ポケットからハンカチを取り出し、濡れている私の頬に当て、利生君が丁寧に濡れている部分を拭いていく。
誰にも言えない。
私の視界にしか映っていない利生君の顔が、怒っているような笑っているような。
まるで楽しみにしていたモノが奪われたような、そんな残念そうな顔に私はーーひどく心がザワついた。

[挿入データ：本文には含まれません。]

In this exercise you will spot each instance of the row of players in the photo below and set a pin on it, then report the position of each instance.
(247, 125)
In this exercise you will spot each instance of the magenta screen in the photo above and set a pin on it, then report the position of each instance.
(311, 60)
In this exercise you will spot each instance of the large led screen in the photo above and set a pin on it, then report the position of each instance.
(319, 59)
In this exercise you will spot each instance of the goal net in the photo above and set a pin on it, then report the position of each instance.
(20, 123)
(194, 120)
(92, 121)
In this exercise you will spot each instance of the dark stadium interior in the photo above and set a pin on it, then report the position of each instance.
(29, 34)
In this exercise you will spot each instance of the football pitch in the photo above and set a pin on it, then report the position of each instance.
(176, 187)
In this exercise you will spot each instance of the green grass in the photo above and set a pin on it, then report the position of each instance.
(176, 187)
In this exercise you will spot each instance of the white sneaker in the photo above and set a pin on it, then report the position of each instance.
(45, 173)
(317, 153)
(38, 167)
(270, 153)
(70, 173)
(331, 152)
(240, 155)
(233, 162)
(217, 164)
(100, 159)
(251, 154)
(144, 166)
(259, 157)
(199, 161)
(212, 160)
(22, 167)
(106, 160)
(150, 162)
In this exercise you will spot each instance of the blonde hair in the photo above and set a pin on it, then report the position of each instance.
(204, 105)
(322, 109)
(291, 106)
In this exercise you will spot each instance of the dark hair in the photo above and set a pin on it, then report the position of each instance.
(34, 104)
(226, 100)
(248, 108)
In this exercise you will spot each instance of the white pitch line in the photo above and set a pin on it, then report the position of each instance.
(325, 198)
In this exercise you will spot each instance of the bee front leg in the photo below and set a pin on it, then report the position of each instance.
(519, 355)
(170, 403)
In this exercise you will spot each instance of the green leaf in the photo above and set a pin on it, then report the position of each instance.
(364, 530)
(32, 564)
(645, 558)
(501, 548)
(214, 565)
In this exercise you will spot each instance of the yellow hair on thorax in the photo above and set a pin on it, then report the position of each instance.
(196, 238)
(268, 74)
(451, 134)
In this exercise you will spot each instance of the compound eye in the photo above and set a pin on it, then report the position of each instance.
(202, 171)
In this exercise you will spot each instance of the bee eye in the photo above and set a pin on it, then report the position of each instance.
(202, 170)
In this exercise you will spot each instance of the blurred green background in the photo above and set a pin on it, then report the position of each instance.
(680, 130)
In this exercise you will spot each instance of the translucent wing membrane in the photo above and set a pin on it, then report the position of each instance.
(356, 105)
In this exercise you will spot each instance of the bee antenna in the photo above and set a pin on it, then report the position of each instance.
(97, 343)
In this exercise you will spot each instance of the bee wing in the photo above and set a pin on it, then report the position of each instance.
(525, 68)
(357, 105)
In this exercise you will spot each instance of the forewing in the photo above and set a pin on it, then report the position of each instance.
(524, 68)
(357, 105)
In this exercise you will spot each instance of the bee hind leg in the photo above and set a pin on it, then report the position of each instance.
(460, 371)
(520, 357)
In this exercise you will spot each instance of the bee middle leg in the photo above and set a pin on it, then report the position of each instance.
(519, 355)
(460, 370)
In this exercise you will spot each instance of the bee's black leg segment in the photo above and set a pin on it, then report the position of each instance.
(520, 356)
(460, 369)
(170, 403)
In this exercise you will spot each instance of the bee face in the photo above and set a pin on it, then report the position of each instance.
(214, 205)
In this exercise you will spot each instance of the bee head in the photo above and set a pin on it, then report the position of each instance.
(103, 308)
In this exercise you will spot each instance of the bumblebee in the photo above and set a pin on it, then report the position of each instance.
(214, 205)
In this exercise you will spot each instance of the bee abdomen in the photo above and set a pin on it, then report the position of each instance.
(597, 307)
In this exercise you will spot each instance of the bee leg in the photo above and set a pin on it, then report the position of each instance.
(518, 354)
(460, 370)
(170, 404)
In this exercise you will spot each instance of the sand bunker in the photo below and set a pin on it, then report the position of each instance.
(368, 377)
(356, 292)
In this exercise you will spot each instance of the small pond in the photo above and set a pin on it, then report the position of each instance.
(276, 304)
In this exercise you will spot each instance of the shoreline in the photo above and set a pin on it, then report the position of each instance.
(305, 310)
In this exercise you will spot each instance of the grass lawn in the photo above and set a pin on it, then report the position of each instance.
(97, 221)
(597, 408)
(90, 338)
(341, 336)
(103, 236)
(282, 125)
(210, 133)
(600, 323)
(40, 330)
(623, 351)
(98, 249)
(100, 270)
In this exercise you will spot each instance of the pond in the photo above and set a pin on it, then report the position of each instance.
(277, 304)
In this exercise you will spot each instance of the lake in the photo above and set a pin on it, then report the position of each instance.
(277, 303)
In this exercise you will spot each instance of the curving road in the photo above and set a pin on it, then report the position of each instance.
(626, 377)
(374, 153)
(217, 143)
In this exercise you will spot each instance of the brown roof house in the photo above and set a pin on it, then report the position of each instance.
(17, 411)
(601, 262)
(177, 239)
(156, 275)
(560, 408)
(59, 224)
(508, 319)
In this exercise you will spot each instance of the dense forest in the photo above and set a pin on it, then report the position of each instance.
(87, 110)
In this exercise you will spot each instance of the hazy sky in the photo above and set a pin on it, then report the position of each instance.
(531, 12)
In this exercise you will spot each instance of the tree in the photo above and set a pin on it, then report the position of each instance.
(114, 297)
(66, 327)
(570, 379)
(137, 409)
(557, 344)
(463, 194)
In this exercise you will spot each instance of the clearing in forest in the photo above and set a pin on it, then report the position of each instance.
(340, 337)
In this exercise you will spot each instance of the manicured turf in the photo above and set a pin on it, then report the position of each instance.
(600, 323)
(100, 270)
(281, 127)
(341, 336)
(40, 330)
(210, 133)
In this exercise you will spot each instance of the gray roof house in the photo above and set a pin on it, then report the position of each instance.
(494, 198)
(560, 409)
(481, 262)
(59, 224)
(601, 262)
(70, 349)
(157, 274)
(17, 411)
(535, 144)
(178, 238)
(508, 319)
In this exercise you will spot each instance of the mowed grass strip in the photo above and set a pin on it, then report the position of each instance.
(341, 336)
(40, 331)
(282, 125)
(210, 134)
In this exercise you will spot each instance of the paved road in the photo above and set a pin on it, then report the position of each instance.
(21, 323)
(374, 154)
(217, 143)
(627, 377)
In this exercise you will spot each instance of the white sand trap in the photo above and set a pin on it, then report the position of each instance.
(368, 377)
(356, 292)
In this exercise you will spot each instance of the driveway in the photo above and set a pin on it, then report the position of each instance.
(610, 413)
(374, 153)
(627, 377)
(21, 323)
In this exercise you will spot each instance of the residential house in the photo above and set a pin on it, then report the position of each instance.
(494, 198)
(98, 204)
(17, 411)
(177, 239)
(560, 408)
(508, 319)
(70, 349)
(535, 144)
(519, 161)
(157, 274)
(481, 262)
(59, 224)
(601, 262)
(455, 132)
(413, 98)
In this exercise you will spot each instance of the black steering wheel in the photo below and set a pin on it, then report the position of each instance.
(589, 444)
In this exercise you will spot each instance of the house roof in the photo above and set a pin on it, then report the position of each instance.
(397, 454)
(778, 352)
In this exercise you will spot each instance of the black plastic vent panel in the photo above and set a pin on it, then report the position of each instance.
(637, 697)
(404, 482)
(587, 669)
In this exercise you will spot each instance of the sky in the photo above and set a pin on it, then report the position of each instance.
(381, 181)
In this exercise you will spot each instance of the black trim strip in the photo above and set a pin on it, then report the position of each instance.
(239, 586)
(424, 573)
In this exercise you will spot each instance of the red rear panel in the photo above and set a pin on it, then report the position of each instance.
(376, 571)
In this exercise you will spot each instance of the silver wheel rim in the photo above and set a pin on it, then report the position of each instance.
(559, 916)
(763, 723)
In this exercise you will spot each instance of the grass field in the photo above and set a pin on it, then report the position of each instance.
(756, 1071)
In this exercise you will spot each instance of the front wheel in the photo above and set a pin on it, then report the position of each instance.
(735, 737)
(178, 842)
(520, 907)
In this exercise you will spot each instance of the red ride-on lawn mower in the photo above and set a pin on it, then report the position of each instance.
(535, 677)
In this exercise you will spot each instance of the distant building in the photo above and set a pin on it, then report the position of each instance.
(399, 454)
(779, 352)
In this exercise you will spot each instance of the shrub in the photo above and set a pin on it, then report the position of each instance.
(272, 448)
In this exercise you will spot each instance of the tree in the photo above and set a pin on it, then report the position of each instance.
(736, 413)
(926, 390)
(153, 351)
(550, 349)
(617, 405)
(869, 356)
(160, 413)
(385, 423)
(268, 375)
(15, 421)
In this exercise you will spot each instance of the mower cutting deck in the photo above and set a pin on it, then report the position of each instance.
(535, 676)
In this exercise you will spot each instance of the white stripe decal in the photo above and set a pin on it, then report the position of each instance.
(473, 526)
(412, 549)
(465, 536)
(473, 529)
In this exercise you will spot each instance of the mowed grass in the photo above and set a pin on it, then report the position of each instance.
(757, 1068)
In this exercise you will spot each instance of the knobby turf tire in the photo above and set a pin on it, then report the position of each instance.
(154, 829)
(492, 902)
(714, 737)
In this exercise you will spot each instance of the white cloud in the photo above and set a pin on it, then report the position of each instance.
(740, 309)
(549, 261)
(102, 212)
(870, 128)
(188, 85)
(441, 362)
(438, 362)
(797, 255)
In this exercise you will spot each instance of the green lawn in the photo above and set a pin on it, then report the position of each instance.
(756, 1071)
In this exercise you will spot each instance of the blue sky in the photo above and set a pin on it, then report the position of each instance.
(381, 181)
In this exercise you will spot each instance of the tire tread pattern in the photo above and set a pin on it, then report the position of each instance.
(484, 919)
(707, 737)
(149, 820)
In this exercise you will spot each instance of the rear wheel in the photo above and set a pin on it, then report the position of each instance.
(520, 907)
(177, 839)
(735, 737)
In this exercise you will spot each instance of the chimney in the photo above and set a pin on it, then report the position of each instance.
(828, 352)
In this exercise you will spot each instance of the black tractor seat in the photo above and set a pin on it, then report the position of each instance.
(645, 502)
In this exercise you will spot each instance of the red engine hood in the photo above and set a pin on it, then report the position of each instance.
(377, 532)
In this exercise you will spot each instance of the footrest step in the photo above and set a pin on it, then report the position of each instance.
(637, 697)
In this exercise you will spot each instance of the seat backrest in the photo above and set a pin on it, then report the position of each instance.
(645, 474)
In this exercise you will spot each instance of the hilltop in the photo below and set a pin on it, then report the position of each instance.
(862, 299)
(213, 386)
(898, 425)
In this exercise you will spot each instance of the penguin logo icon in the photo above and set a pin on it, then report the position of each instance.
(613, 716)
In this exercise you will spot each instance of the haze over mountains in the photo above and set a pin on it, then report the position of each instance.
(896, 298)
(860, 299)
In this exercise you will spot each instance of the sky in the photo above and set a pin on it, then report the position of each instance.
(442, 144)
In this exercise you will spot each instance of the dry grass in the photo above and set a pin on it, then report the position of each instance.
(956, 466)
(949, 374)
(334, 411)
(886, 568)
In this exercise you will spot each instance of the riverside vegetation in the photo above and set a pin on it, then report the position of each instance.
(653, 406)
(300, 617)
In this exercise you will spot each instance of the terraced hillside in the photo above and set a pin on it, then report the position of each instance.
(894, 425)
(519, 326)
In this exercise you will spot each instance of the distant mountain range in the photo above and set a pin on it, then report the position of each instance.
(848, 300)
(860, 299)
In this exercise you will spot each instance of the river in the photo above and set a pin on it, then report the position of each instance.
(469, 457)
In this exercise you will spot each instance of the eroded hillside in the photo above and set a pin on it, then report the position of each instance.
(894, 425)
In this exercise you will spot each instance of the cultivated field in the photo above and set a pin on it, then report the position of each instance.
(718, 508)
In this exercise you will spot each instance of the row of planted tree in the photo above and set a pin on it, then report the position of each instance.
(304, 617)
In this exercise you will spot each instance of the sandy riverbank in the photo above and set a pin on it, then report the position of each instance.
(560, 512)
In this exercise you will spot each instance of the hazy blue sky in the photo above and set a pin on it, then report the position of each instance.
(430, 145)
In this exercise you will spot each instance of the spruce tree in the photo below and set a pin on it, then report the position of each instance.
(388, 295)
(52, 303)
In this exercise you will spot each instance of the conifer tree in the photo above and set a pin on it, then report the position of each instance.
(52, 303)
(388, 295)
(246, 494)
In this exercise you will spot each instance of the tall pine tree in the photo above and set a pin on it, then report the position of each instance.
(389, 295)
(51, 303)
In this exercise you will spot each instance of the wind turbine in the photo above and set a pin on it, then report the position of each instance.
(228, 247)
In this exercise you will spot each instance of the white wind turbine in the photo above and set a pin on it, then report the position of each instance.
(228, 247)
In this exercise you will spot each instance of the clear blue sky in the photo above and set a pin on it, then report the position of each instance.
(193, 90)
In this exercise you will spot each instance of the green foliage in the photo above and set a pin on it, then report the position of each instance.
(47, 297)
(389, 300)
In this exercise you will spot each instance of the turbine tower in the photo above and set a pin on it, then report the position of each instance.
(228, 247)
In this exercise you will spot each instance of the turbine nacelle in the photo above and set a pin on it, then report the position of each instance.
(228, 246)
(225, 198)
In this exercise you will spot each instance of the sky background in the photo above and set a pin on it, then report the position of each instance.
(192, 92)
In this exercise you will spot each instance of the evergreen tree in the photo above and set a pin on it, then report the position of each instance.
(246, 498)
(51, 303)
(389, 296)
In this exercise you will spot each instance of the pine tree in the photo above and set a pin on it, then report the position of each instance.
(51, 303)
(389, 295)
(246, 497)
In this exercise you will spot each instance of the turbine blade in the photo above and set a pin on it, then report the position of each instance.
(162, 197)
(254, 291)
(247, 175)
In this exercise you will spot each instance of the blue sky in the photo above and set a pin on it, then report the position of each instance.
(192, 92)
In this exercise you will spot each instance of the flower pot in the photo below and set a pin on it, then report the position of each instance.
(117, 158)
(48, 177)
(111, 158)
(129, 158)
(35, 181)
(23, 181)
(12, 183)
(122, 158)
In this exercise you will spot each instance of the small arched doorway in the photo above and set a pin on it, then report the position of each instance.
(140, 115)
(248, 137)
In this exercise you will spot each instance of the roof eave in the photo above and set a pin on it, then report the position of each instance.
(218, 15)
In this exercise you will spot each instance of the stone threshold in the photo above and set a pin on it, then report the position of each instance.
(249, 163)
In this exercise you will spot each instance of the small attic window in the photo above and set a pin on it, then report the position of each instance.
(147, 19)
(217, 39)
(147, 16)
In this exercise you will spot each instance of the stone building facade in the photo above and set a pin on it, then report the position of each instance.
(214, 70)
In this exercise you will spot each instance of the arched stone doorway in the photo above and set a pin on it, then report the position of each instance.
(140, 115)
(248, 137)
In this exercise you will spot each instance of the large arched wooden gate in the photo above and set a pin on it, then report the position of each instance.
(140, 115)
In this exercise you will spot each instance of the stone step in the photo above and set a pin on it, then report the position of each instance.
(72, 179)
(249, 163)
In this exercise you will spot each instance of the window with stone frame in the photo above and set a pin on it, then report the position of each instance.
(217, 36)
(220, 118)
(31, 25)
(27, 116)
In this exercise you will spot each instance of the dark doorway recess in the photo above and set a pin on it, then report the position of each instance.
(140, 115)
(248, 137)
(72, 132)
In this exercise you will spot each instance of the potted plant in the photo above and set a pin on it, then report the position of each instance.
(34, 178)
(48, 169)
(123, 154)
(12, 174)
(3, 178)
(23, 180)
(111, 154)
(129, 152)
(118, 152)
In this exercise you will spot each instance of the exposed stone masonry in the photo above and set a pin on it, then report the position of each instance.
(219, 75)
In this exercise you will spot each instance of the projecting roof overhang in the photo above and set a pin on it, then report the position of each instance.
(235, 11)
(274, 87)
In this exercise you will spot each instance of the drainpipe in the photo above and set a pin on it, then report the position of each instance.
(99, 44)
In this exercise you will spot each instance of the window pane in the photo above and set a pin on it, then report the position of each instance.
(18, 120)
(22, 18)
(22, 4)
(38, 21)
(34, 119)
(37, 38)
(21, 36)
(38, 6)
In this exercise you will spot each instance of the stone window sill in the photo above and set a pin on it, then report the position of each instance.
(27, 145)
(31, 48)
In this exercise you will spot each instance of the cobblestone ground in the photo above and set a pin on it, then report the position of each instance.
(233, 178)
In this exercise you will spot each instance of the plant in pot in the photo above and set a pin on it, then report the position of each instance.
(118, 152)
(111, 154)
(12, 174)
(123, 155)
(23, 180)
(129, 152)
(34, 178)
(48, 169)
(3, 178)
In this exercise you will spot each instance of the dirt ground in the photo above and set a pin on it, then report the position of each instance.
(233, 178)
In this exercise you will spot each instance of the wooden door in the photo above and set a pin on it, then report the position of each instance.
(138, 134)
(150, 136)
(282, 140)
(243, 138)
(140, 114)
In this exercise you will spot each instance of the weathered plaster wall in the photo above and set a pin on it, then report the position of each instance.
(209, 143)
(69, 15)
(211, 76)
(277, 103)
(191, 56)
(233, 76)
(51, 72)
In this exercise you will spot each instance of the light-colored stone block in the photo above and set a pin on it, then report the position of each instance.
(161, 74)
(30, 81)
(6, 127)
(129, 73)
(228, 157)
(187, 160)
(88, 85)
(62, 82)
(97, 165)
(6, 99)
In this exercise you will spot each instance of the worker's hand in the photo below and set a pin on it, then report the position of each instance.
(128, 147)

「羽子を徹底的にいじめてくれないと困るんだよね...。」
ふぅ、とため息を吐き、話を続ける利生君。
「安藤さんって、俺と羽子の愛を深めるために存在してるような、ただの脇役じゃん?
羽子が自分から俺に縋(すが)るくらい、精神的に追い詰めてくれないと、なんも楽しくないんだけど?」
ーーパサッと。私の濡れた顔を拭いたハンカチを、安藤さんの頭に乗せた利生君。
湿ったハンカチが、安藤さんの視界と心を絶望まで追い込む。
私を助けるために、こんな恐ろしいことを言っているんじゃない。
利生君は自分のためだけにすべて本音で話している。
私がいじめられれば、頼る人が利生君しかいなくなる。
利生君はどうやら私に甘えてほしいみたいだ。
その甘やかし方はとても...歪だった。